The expert evidence submitted to this session then is salutary if not awesome. The experts opined that Germany’s exchequer alone lost approximately €50 billion in tax revenue. Evidence was also given about efforts being undertaken to recover this money.

Staying with Germany, the committee heard that German prosecutors all over the country are collectively investigating around 900 people. It heard that the targets of this endeavour comprise 130 banks and that, in relation to individuals who are suspects, the bulk of these are bankers, brokers and lawyers. One of the expert witnesses, Christoph Spengel, professor of international business taxation at Mannheim University, polemically described cum-ex trading as “the biggest tax robbery in European history”.

The UK exchequer was never exposed to loss as a result of cum-ex but it is now established that traders and professional advisors resident here played major, and probably essential, roles either as principals or facilitators. Many of the shares listed at the German and Danish stock markets used in cum-ex trades were lent by institutions, such as pension funds, resident in England and those institutional shareholders were advised by FCA regulated professionals working in capital markets. It is not by chance that SKAT decided to launch its claim for restitution of its enormous losses against over a century of opponents before the English High Court.

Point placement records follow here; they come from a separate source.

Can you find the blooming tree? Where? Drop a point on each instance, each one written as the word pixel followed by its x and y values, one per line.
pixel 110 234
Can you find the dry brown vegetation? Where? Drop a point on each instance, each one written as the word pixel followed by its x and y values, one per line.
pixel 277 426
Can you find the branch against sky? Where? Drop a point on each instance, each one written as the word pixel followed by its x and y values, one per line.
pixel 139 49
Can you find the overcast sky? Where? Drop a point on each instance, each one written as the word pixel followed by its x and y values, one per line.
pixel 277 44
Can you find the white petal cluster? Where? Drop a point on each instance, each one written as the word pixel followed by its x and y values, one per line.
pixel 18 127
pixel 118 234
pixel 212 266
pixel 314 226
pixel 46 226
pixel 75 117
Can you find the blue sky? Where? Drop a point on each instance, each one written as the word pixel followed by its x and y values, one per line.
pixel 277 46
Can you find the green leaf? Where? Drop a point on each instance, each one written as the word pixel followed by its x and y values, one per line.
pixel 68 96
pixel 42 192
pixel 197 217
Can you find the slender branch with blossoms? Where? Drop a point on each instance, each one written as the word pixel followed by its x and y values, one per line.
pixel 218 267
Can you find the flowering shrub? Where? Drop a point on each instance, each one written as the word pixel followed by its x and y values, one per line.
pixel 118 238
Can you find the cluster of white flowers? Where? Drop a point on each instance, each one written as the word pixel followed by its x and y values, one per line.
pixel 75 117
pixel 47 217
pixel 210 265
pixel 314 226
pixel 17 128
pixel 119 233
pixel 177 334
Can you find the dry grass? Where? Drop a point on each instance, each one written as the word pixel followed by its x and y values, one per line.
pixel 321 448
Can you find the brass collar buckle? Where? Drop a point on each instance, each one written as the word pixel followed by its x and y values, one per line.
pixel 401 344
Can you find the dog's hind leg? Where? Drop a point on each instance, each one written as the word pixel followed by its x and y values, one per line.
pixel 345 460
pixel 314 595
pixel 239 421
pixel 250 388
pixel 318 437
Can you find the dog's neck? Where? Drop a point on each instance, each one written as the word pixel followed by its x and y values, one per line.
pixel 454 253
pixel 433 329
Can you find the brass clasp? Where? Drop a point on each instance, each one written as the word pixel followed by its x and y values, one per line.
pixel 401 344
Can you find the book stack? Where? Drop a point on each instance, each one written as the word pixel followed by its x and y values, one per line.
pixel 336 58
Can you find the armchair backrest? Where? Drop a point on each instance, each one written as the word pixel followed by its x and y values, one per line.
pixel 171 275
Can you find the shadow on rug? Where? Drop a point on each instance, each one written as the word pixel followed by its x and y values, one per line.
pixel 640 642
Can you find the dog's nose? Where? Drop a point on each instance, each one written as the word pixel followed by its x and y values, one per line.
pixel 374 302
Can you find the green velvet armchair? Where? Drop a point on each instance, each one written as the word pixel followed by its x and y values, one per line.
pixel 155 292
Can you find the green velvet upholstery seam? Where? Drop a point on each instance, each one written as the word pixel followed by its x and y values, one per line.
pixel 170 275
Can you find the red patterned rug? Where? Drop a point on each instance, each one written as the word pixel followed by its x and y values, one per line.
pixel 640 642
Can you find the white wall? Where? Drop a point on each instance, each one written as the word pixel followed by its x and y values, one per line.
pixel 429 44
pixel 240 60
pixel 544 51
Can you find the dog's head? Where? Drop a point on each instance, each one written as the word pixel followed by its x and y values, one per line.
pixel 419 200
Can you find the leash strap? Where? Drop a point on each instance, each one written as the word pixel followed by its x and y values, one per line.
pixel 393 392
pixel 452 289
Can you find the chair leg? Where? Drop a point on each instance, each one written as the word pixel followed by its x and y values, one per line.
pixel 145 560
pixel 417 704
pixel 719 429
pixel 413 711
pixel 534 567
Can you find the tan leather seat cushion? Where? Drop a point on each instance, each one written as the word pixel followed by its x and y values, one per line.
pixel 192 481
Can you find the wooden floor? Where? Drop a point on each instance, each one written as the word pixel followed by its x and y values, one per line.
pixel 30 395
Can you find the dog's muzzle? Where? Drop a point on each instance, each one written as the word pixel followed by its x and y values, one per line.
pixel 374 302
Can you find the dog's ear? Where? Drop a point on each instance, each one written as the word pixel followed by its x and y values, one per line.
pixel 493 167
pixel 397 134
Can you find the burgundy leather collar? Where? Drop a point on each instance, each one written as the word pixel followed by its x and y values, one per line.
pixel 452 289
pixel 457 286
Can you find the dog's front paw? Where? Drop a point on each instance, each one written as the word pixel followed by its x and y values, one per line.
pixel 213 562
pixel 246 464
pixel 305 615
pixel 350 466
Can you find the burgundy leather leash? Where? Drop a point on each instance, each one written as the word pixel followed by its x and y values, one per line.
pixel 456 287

On the regulatory front, there finally is a partial answer to the question of what the FCA is doing about cum-ex. In February 2020 Mark Steward, its head of enforcement, publicly forecast that regulatory hostilities were about to commence against an array of FCA-regulated banks and individuals for their complicity in cum-ex. A leak from someone familiar with the cases several months later revealed that FCA Enforcement was probing 14 firms and six individuals. But this semblance of activity melted into indecision as nothing then happened.

The judgment of the Administrative Court delivered on 24 February provides a crack of light into what the FCA has been up to in private. The case is called R (T and I) v FCA. The identities of T, and his company I, are hidden.

In 2015 SKAT asked the FCA to investigate T and I concerning their alleged promotion of cum-ex between 2013 and 2015. There was a relaxed FCA response, with an investigation not commenced until 2017. That gradually wound its way over the ensuing 18 months, culminating in T and I being served with warning notices in June 2020, a few months after Steward’s speech. The aptly named judge in this case, Mr Justice Swift, wryly observed that the FCA’s leisurely handling of the SKAT allegations “does not suggest this matter has figured as one of the FCA’s top priorities.” The judge held that the FCA’s apparent languor partly justified his granting to T and I the remedy they sought: a stay of proceedings against them by the FCA until at least 2022.

Three points arising from this judgment are worth making. First, the FCA appears to have decided that the evidence of T’s involvement with cum-ex amounted to conduct that was dishonest and lacked integrity, contrary to the requirement to act with integrity enshrined in Principle 1 of the FCA’s Statements of Principle for Approved Persons.

The FCA made the most serious allegation of misconduct it could. This is ominous for the other persons under FCA investigation, as a finding of a breach of that principle would be catastrophic for the firm or person involved. Almost inevitably, as demonstrated in the FCA’s early March decision against market making trader Adrian Horn for wash trading, a breach of that Principle leads to prohibition. If the FCA were to go for a less serious finding under Principles 2 or 3 for its other targets, those persons could professionally survive, although the fine would likely be huge.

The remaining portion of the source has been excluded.